Published: 04 Oct 2017

Evolution of Gold in Fashion

Woman wearing traditional gold necklace and earnings

The art of adornment is as old as humankind. And this fascinating art would have been incomplete without the precious, glittering metal, gold. Being a symbol of wealth, health, and prosperity, gold has always held a special place in the lives of Indian culture, and is now quintessential to jewellery boxes across the nation.

Here’s a look at the various ways gold has been adorned over the years.

Rajputana jewellery

The Rajput dynasties ruled different parts of India from 7th century to 19th century.1 They brought with them skilled artisans who introduced India to some of the finest gold jewellery designs.

Kundan gold jewellery designing is a unique art that requires an extraordinary skillset. The purest form of gold metal (kundan) is blended with gemstones to form stunning jewellery pieces. These elaborate designs are most commonly adorned by Rajasthani brides.

Meenakari jewellery designs involve coating engravings in gold ornaments using coloured enamels. These designs are popularly made in Jaipur.
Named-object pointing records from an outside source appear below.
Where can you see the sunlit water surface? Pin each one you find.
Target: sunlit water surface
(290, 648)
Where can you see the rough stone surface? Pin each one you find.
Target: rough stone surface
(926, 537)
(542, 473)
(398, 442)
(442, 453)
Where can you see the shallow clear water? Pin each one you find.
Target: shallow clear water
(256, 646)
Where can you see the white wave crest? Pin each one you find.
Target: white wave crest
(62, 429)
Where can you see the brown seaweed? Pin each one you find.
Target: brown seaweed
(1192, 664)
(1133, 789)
Jadau work is a combination of Kundan and Meenakari.

Thewa work involves embossing of an intricately worked thin sheet of gold into handmade, molten, coloured glass, thus making it look like gemstones.

Though these designs date back to the Mughal age, they are extremely popular even today. A Rajasthani bride’s look is incomplete without the gorgeous Rajputana jewellery.

Filigree design

Filigree gold jewellery designs feature interwoven gold wires that give a lace like appearance. The metalwork is said to have been practiced by artisans in Cuttack, Odisha in the late 19th century.

This ancient art form receives the same love across India even today and is considered to be one of the most royal ancient jewellery arts. The lightness and modernity of its appearance makes it an apt choice to instantly elevate an office look for an important corporate event.

The bride’s jewellery

Our modern-day wedding jewellery includes a lot of what the royals wore, though with subtle yet important alterations. Long, lofty necklaces have been replaced with layered neckpieces that look stylish in all colours of gold, be it green, pink, white or yellow. Jewellery pieces such as crown-type maang tika, haath phool and the nath (nose ring) are more common now than ever.

The working woman’s jewellery

Today, women prefer wearing delicate jewellery pieces like a matte gold chain, an intricately carved bracelet or designer ear cuffs that complement their formal or semi-formal attire for work.

The heavy jewellery pieces that were popular amongst Maharajas and Maharanis may come out only on special occasions or passed on as heirlooms today, but gold remains to be the coveted, revered, precious metal it has always been.